HER

2019

Scary

The sea does not sleep.
It breathes.
It chews.
It vomits foam like rotten teeth.
And I, trapped in this white tower, hear the iron moan with every wave.

The other woman.
Is she a woman?
Is she my shadow?
Chews hard bread and laughs with laughs that split in two.
I ask her name, but she answers me with songs of drowned sailors.
She says the lighthouse talks to her.
That above, behind the lantern, there isn’t light but flesh.
Sometimes I believe her.

Because when I climb the stairs, I feel it watching me.
The lamp turns like a drunk eye, spilling its gaze over the rocks, over me.
It burns.
It doesn’t illuminate: it burns.
I’ve tried to touch it, but every time I reach out, the flesh parts on its own.
As if it were already marked.

The woman accuses me of stealing her dreams.
She says I crawl at night, that I whisper names that aren’t mine.
I deny it, but in the morning I find my boots full of seaweed, and salt in my mouth.
The sea strikes, strikes, strikes.
There are no days or nights, only strikes.

Sometimes we eat together.
The table is short, but the silences are long.
She drinks until she empties the bottle.
Then she dances with the shadow, with her wet boots, with the cries of gulls that never leave.
I laugh, even when I don’t want to.
The laughter comes out on its own, like vomit.

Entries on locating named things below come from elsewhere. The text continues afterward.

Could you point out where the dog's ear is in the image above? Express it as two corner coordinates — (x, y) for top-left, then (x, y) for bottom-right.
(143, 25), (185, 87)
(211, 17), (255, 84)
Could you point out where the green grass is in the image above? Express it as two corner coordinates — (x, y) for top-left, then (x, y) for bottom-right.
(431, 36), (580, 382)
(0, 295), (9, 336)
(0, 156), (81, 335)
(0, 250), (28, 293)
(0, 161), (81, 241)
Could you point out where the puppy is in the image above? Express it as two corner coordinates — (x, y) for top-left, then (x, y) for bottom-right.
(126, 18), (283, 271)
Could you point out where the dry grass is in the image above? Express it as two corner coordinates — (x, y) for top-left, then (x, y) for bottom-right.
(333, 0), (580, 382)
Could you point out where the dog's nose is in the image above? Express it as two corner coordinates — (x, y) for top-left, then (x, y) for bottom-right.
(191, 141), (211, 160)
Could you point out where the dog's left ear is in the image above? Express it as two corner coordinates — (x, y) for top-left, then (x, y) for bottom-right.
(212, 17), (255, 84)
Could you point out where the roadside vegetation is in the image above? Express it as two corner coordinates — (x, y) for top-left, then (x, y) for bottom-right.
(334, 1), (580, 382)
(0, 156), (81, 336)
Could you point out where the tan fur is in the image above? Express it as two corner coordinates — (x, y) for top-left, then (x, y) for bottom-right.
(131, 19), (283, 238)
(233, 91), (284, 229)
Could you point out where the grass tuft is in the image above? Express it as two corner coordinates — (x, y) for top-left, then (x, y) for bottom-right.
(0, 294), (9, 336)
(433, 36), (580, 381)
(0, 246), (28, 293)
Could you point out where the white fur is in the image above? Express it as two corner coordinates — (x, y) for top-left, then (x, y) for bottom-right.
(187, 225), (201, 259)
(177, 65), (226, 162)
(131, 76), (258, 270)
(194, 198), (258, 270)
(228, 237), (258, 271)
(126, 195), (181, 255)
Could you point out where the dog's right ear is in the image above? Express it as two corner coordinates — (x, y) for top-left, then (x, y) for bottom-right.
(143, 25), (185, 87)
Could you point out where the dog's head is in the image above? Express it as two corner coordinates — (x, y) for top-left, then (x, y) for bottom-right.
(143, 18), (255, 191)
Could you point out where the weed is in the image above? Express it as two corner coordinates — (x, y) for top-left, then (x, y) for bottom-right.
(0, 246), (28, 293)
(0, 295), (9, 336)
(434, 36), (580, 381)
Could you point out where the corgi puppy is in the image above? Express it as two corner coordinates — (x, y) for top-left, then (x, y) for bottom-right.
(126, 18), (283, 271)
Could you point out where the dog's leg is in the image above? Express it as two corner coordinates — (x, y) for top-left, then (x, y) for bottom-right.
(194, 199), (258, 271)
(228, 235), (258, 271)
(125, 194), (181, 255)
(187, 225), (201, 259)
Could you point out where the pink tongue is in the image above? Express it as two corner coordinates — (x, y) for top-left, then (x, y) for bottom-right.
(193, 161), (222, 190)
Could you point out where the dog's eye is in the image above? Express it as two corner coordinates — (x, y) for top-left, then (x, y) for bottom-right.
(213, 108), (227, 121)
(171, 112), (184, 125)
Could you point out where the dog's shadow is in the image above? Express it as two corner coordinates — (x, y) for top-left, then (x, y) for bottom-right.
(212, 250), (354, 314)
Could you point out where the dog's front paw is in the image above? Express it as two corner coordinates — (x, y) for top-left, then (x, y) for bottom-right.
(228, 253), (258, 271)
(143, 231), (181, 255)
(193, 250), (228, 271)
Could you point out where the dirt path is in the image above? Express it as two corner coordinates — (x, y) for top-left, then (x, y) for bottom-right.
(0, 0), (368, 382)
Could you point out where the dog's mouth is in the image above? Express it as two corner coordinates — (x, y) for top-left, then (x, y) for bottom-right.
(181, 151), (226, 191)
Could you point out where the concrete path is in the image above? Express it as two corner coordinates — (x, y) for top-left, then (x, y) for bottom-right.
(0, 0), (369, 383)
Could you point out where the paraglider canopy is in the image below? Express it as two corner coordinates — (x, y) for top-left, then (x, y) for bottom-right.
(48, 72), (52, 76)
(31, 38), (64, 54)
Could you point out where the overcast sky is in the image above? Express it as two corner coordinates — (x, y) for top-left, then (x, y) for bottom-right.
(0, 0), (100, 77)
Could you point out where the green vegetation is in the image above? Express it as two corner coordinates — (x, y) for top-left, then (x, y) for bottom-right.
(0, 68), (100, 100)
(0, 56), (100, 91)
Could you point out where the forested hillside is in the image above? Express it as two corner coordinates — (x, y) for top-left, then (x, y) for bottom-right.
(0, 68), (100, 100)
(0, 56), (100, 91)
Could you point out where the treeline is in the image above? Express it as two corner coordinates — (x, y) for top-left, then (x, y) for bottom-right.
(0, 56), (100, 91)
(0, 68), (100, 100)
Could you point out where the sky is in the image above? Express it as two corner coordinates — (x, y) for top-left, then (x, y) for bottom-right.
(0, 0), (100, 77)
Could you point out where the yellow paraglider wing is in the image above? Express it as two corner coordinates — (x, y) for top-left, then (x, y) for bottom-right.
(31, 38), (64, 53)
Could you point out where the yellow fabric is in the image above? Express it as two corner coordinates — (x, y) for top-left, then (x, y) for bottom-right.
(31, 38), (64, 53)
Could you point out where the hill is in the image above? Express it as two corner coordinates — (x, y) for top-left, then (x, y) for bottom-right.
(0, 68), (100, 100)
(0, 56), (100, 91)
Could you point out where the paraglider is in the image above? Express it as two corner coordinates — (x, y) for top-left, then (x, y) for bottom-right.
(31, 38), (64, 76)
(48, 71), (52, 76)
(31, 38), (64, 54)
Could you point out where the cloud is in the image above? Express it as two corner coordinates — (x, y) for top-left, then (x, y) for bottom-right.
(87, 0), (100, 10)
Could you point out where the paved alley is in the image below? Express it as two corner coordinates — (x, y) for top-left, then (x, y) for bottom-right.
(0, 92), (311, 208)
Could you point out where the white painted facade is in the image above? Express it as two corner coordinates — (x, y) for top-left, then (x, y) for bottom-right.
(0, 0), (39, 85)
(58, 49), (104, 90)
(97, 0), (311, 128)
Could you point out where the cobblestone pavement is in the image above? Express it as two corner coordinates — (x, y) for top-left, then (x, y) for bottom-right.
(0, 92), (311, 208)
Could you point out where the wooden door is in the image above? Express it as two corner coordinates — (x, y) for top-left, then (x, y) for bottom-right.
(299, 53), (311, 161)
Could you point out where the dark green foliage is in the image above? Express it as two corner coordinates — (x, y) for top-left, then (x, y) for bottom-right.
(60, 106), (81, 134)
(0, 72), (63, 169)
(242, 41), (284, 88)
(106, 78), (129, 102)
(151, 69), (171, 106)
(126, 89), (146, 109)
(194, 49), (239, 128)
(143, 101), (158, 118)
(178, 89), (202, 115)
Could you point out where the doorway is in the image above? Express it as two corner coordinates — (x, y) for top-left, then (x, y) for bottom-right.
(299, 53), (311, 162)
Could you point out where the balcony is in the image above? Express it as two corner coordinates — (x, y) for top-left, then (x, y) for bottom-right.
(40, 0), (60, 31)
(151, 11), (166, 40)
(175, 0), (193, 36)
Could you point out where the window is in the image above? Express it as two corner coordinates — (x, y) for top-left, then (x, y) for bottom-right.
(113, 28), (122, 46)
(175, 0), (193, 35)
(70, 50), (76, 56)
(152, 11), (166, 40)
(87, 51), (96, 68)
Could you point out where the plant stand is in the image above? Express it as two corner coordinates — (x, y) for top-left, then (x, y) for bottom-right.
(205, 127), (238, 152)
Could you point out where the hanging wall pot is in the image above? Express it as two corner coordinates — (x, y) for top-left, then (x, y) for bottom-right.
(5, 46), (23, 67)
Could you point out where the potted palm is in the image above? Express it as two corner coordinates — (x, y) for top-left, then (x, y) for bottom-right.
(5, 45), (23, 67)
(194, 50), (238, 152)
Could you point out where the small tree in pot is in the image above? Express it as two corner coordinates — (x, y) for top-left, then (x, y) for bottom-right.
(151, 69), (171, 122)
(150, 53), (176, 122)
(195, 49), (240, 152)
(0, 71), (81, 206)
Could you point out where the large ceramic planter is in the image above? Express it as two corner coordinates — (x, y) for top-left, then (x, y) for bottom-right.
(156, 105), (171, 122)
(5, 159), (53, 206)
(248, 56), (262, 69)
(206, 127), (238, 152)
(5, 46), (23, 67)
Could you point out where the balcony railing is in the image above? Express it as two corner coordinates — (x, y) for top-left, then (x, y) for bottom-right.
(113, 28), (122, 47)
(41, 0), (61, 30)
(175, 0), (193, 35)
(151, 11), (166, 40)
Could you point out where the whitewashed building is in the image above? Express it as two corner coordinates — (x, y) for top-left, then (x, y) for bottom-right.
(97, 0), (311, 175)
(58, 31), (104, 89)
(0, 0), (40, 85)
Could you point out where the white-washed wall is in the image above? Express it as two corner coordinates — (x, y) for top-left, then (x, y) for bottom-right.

I have dreamed of tentacles coiling around the lantern, caressing it like a lover.
I have dreamed of fish that speak to me in my voice.
I have dreamed of my own corpse sitting at the table, chewing hard bread, watching me with a glass eye.

She hits me.
Or I hit her.
The body falls, but does not die.
It resurrects each morning with more wrinkles, more salt on its lips, more fury in its gaze.
Is it her?
Am I?
Maybe we are the same, multiplied by the sea’s reflection.

One night, we decided to climb together.
The stairs were infinite, but we climbed them gasping, our hearts turned into drums.
At the top, the light awaited us.
We opened it like one opens a wound.
What we saw was not light.
It was something else.
A wet eye, a mouth that prayed, a body of fire that burned us with its gaze and was consumed.

Now I write this at a table that no longer exists.
The sea sings outside.
The lighthouse turns, always turns, even though there is no lantern nor flesh nor tower.
It just turns.
Me?
I don’t know if I’m still here.
Maybe I’m inside the lighthouse.
Maybe I am the other woman.
The sea does not sleep.
The lighthouse does not be silent.
And I… I can no longer tell if I am alive or not.